Former railway engine shed in North Yorkshire, England

Northallerton engine shed (also known as Northallerton motive power depot (MPD)), was a steam locomotive shed on the western side of Northallerton railway station in North Yorkshire, England. The depot was opened in the late 1850s, and stabled steam engines for use mainly on the Wensleydale line, but sometimes on the several lines that radiated out from Northallerton. The depot closed in March 1963, and all locomotives were transferred to Darlington shed.

== History ==
The depot was located besides the Leeds Northern Railway line on the west side of the passenger station. When built, but before the shed opened, the Leeds Northern Railway did not have a connection with Northallerton station; a spur from the station to the Leeds Northern at the north-east side of the station was built in 1856. When a connection was made to the south of the town (at Cordio Junction), passenger trains were diverted onto the upper lines, leaving the depot aligned next to the lower level freight avoiding lines. The first reference to a shed at this location was in a tender of April 1857, for which the price of just over £244 was accepted. In 1881 a new shed was authorised, and this was built to accommodate two engines within it, being completed in 1886 at a cost of £728. Although the first part of the Wensleydale line to was opened in 1848, some nine years before Northallerton shed opened, the primary purpose of the Northallerton MPD was to provide traction for the Wensleydale line. Prior to 1857, a small engine shed at Leeming Bar housed the engine that worked the first and last trains of the day; but as the Wensleydale progressed further up the valley, the shed at Leeming Bar closed. Besides being the mainstay for the Wensleydale line, and some local services to , Northallerton shed also sent engines to take limestone trains from Wensleydale to the steelworks on Teesside, however, on occasion, the shed sent rescue locomotives to stranded trains on the East Coast Main Line. During the Second World War, the limestone trains were worked by J26, J39 and Q5 engines based at Middlesbrough shed.

An LNER diagram from 1938 shows the depot could only be accessed from the south end of the lower lines. A loop line ran alongside the west edge of the building which connected with the single run-through road of the engine shed; the other road was a dead-end within the shed.

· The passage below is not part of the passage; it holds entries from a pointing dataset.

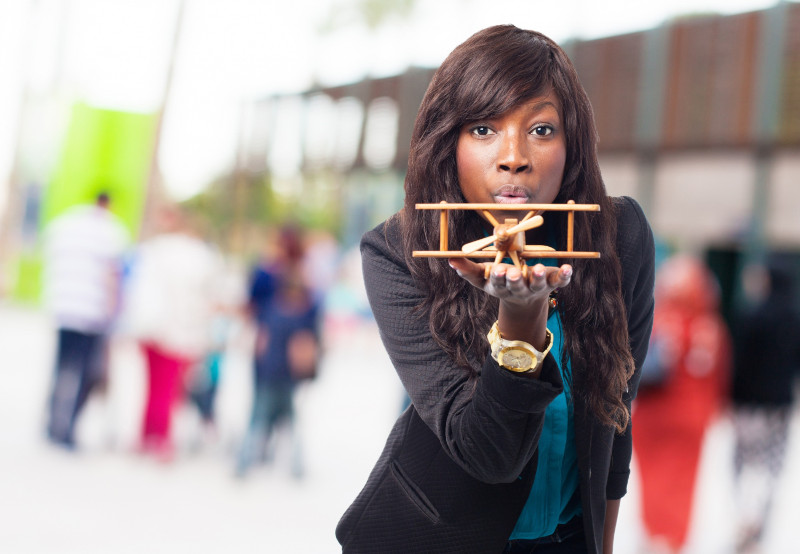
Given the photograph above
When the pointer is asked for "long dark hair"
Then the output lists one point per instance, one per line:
(494, 70)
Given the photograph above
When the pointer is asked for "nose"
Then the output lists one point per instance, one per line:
(513, 155)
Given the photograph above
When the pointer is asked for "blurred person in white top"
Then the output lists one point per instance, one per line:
(84, 249)
(170, 307)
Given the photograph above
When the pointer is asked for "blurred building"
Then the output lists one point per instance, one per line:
(699, 119)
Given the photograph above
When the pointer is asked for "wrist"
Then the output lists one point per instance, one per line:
(529, 326)
(516, 355)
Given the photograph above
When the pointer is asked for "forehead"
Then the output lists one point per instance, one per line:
(547, 101)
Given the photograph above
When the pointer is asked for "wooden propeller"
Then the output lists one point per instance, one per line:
(502, 233)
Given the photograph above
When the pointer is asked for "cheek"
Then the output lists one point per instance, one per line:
(466, 161)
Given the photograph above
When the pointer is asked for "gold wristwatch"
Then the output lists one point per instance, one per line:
(516, 355)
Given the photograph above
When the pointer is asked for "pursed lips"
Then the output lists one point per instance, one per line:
(512, 194)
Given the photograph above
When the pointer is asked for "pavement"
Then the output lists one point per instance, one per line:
(106, 498)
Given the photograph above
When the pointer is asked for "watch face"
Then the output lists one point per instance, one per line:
(515, 358)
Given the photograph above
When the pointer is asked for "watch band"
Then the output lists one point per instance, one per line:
(514, 349)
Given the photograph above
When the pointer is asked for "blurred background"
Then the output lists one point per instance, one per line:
(229, 123)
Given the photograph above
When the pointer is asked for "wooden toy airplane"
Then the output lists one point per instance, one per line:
(508, 240)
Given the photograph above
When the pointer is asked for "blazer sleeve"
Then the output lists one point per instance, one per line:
(636, 250)
(489, 424)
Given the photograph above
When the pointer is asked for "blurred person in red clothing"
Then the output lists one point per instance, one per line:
(683, 386)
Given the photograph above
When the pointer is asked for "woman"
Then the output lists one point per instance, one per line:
(488, 459)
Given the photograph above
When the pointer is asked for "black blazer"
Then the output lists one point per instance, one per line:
(459, 463)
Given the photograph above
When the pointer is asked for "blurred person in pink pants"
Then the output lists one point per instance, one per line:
(172, 304)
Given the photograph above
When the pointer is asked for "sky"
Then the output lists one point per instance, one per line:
(115, 53)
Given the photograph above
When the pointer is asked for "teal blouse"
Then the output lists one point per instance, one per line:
(554, 497)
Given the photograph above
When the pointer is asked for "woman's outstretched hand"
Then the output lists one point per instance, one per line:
(523, 301)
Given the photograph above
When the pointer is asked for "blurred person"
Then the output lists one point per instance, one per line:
(171, 305)
(680, 394)
(205, 377)
(286, 314)
(84, 250)
(766, 363)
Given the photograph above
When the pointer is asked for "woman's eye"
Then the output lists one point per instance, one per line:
(481, 130)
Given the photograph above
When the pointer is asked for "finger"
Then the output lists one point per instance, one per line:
(560, 277)
(538, 278)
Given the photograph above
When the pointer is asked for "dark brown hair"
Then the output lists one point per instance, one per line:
(494, 70)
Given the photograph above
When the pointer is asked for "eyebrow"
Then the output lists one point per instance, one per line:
(539, 106)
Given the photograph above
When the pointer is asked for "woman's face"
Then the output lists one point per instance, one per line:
(515, 158)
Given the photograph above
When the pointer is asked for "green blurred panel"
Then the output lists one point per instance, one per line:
(104, 150)
(27, 286)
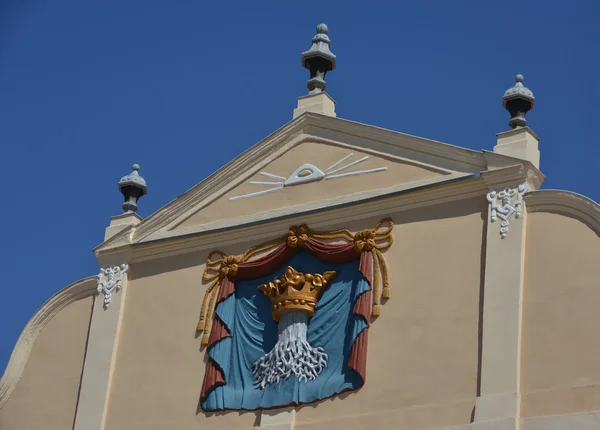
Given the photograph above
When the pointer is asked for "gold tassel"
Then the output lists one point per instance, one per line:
(376, 310)
(205, 303)
(376, 279)
(209, 316)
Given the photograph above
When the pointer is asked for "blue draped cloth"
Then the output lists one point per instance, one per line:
(247, 316)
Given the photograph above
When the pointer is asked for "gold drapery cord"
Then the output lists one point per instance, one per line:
(219, 265)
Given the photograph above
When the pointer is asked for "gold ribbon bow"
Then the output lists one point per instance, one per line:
(219, 265)
(297, 236)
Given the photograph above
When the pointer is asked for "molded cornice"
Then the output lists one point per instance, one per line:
(567, 203)
(78, 290)
(450, 160)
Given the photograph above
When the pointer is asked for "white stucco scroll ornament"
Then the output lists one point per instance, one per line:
(506, 203)
(110, 280)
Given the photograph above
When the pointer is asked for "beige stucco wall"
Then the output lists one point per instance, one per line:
(45, 397)
(423, 350)
(560, 365)
(322, 156)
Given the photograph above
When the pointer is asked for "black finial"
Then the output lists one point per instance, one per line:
(132, 186)
(319, 60)
(518, 100)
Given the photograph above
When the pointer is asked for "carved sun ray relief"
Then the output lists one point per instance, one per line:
(287, 321)
(307, 173)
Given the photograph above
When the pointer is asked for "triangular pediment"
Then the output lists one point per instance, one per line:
(314, 162)
(310, 172)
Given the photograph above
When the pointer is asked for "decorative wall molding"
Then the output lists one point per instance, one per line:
(314, 127)
(567, 203)
(510, 200)
(78, 290)
(307, 173)
(110, 280)
(274, 224)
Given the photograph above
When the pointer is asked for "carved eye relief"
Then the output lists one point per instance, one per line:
(308, 173)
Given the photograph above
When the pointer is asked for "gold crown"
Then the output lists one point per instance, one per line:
(295, 291)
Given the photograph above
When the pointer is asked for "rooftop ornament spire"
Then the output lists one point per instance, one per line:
(319, 60)
(518, 100)
(132, 186)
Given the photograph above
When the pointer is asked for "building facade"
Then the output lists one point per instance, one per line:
(335, 275)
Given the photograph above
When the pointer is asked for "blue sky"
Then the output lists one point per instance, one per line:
(182, 87)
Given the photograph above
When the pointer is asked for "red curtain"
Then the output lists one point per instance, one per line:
(271, 262)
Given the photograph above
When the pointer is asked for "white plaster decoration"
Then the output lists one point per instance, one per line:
(510, 200)
(309, 173)
(110, 280)
(291, 355)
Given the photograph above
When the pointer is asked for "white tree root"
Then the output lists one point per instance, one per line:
(291, 355)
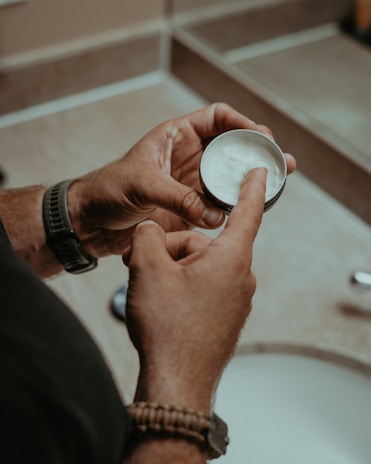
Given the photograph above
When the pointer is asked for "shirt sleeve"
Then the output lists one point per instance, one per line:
(58, 400)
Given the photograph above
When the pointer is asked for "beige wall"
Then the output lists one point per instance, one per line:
(41, 23)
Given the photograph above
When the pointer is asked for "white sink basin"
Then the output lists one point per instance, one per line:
(291, 409)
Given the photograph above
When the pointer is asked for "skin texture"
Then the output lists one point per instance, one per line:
(198, 292)
(157, 179)
(195, 290)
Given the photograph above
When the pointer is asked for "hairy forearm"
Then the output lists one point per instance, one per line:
(165, 451)
(21, 214)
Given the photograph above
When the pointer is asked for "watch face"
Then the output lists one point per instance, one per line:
(217, 437)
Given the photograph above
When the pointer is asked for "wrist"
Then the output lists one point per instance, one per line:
(162, 386)
(88, 233)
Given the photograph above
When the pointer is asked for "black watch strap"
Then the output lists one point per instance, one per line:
(59, 233)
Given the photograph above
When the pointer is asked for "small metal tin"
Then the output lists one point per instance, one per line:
(230, 156)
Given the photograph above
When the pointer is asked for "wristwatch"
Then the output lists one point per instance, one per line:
(209, 432)
(59, 233)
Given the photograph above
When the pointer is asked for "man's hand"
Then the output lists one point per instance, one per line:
(188, 299)
(157, 179)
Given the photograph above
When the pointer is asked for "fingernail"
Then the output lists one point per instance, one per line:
(212, 217)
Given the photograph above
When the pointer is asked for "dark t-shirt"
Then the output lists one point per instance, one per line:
(58, 401)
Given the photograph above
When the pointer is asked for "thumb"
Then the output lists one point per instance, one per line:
(148, 247)
(186, 202)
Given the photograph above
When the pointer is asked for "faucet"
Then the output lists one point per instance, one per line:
(361, 279)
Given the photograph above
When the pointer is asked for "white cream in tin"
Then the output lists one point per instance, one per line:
(230, 156)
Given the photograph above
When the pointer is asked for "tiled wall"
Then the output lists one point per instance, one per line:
(52, 48)
(41, 23)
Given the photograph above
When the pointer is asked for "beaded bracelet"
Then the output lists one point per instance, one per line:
(210, 433)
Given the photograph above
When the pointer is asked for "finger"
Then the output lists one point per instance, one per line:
(186, 202)
(245, 218)
(290, 162)
(179, 245)
(148, 247)
(185, 243)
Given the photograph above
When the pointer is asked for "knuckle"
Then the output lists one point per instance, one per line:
(191, 204)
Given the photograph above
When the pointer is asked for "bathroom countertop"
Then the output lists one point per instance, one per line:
(306, 249)
(304, 254)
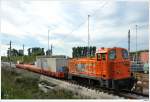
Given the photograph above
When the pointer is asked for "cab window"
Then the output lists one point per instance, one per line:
(125, 54)
(103, 56)
(112, 54)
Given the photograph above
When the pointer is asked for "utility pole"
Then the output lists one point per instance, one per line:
(136, 47)
(51, 49)
(129, 43)
(10, 54)
(88, 36)
(23, 54)
(23, 49)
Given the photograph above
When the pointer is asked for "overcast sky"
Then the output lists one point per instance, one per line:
(27, 22)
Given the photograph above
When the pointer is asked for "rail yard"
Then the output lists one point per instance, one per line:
(82, 49)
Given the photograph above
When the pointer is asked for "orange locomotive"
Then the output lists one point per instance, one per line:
(110, 67)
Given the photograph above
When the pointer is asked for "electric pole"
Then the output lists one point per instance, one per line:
(48, 42)
(136, 47)
(23, 49)
(129, 43)
(23, 54)
(10, 54)
(51, 49)
(88, 36)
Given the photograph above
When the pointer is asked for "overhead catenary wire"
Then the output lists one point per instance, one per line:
(92, 14)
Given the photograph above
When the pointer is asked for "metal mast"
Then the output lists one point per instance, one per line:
(129, 42)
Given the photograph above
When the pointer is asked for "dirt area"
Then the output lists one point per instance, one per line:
(22, 84)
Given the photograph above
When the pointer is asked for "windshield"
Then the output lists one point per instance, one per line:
(125, 54)
(112, 54)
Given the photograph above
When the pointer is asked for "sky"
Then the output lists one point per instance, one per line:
(28, 21)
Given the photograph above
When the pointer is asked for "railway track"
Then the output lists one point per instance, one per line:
(126, 94)
(98, 91)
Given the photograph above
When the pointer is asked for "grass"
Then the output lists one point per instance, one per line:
(16, 86)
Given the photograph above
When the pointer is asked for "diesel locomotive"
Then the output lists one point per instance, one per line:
(109, 68)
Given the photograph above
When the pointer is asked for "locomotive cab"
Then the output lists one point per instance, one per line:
(115, 68)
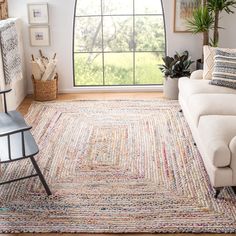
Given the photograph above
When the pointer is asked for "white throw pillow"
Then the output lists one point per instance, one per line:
(208, 66)
(209, 60)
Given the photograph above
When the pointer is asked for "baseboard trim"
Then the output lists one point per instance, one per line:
(113, 89)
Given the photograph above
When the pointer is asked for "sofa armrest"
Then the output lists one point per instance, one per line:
(198, 74)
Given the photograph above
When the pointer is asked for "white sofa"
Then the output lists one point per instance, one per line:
(211, 114)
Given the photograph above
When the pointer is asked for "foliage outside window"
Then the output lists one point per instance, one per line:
(118, 42)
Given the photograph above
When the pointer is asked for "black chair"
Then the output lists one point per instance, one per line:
(17, 142)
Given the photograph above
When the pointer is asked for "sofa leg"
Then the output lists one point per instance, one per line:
(217, 192)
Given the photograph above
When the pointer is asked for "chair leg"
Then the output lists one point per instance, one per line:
(41, 177)
(217, 192)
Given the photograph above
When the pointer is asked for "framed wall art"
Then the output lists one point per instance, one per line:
(38, 13)
(3, 9)
(39, 36)
(183, 10)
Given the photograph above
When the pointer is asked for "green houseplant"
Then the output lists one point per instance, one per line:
(173, 68)
(201, 22)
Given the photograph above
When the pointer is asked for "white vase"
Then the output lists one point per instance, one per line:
(171, 89)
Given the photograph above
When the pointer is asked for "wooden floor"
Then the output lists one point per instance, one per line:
(98, 96)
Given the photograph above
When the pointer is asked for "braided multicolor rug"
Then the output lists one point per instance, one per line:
(114, 166)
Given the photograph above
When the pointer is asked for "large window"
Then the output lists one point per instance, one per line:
(118, 42)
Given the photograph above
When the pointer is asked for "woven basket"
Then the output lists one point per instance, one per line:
(45, 90)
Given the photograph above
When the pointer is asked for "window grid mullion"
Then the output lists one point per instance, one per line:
(134, 43)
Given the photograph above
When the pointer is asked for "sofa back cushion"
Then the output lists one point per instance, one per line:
(224, 73)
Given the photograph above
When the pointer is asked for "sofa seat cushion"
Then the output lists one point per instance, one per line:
(188, 87)
(217, 133)
(211, 104)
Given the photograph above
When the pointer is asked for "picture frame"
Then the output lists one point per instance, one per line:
(3, 9)
(183, 10)
(39, 36)
(38, 13)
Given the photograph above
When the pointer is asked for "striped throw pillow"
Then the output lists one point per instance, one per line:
(224, 73)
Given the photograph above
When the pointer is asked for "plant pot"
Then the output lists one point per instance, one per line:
(171, 89)
(199, 64)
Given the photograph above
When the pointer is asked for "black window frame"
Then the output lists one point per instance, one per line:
(133, 15)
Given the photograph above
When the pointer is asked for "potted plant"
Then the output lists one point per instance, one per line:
(201, 22)
(174, 68)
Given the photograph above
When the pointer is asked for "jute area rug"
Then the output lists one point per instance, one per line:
(114, 167)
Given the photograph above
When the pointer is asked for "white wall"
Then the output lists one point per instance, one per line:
(61, 23)
(61, 26)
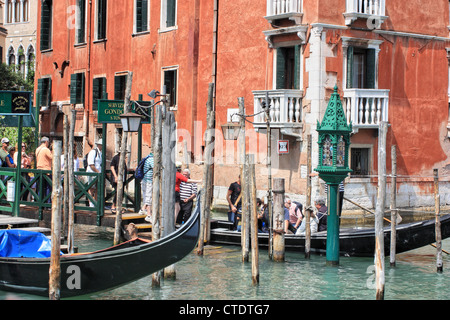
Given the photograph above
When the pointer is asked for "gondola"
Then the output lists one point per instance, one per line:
(353, 242)
(83, 274)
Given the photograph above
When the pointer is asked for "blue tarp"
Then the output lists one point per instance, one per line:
(24, 244)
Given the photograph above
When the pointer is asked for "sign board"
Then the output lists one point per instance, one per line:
(283, 146)
(15, 103)
(109, 111)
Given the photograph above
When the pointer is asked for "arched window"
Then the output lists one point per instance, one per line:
(11, 57)
(9, 11)
(21, 66)
(25, 10)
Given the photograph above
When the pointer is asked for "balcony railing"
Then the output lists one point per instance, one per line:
(375, 9)
(366, 108)
(282, 9)
(285, 108)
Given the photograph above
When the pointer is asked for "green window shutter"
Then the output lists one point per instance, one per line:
(297, 67)
(141, 15)
(46, 24)
(281, 68)
(73, 88)
(370, 69)
(119, 87)
(81, 32)
(170, 14)
(41, 93)
(101, 19)
(103, 91)
(349, 67)
(82, 85)
(49, 92)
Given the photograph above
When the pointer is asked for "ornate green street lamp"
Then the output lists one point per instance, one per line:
(334, 142)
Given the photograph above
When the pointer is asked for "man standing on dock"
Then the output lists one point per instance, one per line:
(44, 162)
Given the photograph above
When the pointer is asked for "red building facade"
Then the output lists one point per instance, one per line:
(389, 60)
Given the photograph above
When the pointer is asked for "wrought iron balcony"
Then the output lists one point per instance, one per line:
(373, 10)
(366, 108)
(285, 108)
(284, 9)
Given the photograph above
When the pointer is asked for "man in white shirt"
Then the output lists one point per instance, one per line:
(94, 165)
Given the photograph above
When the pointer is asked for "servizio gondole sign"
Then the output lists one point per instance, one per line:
(15, 103)
(109, 111)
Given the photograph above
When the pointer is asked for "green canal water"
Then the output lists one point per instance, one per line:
(220, 275)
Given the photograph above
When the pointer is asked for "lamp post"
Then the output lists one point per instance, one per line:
(334, 142)
(131, 121)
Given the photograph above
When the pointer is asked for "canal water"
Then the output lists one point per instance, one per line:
(220, 275)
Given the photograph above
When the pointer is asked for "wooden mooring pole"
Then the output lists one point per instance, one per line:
(71, 218)
(393, 206)
(254, 219)
(207, 173)
(156, 196)
(308, 198)
(123, 150)
(437, 210)
(55, 266)
(379, 212)
(278, 220)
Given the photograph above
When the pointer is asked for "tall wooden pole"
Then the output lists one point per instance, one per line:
(278, 220)
(308, 198)
(66, 174)
(55, 267)
(379, 213)
(168, 182)
(123, 150)
(269, 168)
(207, 172)
(244, 183)
(71, 217)
(437, 210)
(254, 219)
(393, 206)
(156, 203)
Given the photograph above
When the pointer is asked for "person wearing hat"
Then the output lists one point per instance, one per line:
(180, 178)
(95, 165)
(3, 151)
(10, 157)
(44, 162)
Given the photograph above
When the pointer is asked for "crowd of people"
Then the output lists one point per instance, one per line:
(294, 215)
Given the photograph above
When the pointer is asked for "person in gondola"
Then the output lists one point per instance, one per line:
(234, 201)
(322, 214)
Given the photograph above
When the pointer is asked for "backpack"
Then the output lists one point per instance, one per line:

Unusually, the coaling and watering facilities, along with the turntable, were located on the high level lines at the northern end of the station; this involved travelling 1 mi and reversing onto the main line to reach these facilities. During the shed's near 106-year history; the coaling and turning facilities were never moved closer to the shed, however, a water tank with a capacity of 30,000 impgal was built near the shed in 1913. The location of the 42 ft turntable at the station was down to the necessity for the locomotives using the Leeds Northern Railway line to be turned when the link into Northallerton station from the Ripon line was created (1856). The unusual arrangement of the train movements between the coaling and turning facilities meant that both the LNER and British Rail diagrams of the shed and its immediate environs, were spread across two different schematics; the only former North Eastern shed to be treated in this way.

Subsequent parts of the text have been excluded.